Consommation française de produits agricoles importés : quels impacts, quelles solutions ?

Étude/Synthèse/Article
Langue(s) : Français
Thématiques : Politiques agricoles et alimentaires, Transformation et filière, Agrobusiness, Climat et énergie, Commerce international

Cette étude, portée par Greenpeace France, Max Havelaar France et l'Institut Veblen et menée par le BASIC, évalue les impacts, à la fois socio-économiques et écologiques, de la consommation de produits agricoles importés en France, ainsi que l'impact potentiel des législations européennes sur la durabilité des filières d'importation.

Le BASIC a particulièrement étudié les 13 filières principales d'importation agricoles à destination de la France, donnant à chacune un score d'impact socio-économique et un score d'impact écologique. Les 13 filières sont les suivantes : cacao, soja, huile de palme, vanille, sucre de canne, riz, café, jus d'orange, avocat, tomate, noix de cajou, thé et banane.
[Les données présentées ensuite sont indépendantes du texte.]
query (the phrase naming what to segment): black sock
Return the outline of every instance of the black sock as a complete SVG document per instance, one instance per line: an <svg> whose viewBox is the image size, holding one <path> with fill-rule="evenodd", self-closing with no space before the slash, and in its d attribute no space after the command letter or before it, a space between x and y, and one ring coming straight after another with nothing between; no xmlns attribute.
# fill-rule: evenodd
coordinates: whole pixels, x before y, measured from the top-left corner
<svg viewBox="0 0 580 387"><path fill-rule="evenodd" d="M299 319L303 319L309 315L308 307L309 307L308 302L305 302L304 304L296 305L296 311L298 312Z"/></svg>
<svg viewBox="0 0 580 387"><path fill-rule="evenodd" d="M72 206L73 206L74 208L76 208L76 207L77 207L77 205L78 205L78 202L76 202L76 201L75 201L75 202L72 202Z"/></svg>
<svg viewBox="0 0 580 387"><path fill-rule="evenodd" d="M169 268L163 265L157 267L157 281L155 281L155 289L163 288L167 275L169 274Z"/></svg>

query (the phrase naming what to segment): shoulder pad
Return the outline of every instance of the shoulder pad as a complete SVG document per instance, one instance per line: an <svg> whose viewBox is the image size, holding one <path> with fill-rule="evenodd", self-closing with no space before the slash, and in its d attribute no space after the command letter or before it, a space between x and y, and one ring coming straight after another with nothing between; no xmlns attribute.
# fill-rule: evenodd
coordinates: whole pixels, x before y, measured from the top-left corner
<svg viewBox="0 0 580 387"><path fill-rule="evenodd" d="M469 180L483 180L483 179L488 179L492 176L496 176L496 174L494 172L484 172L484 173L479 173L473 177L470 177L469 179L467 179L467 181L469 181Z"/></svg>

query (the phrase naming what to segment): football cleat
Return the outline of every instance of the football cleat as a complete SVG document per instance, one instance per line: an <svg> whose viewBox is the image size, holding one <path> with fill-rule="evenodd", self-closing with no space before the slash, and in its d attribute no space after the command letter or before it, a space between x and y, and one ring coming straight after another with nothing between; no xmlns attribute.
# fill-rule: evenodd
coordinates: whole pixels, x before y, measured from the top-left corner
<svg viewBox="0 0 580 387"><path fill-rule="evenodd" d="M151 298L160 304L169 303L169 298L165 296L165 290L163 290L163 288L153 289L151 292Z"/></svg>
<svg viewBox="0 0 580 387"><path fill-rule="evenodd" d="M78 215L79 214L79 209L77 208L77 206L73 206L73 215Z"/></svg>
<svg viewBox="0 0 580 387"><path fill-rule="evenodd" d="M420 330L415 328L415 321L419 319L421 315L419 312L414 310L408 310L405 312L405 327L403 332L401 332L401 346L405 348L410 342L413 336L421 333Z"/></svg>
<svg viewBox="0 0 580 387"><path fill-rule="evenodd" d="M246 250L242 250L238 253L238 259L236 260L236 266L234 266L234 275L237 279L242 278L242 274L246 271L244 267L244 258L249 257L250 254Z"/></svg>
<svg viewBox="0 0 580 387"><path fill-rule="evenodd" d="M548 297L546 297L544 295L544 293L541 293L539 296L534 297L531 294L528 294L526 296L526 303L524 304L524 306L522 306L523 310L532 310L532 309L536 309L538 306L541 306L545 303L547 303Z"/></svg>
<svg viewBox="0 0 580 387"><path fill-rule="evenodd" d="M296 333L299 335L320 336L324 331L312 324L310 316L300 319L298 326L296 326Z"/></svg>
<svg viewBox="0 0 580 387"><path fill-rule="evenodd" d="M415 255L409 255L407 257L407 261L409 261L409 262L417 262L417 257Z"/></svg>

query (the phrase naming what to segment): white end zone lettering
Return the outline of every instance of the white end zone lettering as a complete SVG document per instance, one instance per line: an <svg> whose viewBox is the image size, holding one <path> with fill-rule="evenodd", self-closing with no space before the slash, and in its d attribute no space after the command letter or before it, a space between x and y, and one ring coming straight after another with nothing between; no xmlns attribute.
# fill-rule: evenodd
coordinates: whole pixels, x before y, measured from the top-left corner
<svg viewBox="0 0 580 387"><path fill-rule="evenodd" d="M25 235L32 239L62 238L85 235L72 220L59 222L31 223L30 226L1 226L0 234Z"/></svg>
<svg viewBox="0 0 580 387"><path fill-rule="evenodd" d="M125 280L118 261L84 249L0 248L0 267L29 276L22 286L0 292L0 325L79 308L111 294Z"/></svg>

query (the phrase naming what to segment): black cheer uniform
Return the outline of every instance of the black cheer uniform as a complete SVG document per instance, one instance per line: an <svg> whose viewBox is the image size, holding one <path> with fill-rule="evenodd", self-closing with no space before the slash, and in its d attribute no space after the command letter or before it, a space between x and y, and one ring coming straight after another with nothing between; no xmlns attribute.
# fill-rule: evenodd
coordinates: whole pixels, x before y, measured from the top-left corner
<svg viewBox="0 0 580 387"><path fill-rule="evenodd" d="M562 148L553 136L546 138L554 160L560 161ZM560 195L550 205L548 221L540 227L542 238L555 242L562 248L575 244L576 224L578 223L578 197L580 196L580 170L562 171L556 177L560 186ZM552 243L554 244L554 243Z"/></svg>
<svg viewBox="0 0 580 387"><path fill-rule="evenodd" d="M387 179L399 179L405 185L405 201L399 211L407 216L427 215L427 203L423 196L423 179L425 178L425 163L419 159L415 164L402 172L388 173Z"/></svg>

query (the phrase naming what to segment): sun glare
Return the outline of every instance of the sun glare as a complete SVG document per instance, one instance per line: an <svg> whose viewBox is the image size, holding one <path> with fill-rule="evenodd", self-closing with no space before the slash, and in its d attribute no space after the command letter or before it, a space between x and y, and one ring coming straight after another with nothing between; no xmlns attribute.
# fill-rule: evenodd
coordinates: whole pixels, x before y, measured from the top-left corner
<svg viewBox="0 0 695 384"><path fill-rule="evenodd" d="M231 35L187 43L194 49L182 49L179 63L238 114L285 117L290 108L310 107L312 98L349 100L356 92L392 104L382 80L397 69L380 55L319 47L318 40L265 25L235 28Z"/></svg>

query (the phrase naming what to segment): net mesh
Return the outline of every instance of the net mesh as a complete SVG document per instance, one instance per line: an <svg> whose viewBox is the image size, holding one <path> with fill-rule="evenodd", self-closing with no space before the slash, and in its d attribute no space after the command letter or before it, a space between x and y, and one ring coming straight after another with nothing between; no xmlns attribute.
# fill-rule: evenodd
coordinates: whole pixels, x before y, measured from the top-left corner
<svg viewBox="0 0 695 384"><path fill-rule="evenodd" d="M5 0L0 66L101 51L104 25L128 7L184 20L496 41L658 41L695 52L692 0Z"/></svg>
Parmi les impacts analysés, on retrouve notamment :

  • le travail des enfants ;
  • le travail forcé ;
  • l'eau grise (le volume d'eau douce nécessaire pour diluer à un niveau acceptable la pollution générée par les rejets, en m³) ;
  • les émissions de gaz à effet de serre ;
  • la déforestation.

Six filières (cacao, vanille riz, huile de palme, sucre de canne et café) concentrent l'essentiel des violations des droits humains, à savoir le travail des enfants, le travail forcé, et les salaires indécents. En ce qui concerne les impacts écologiques, le cacao et le soja, provoquant d'importantes émissions de gaz à effet de serre, de la déforestation et de la pollution, se détachent.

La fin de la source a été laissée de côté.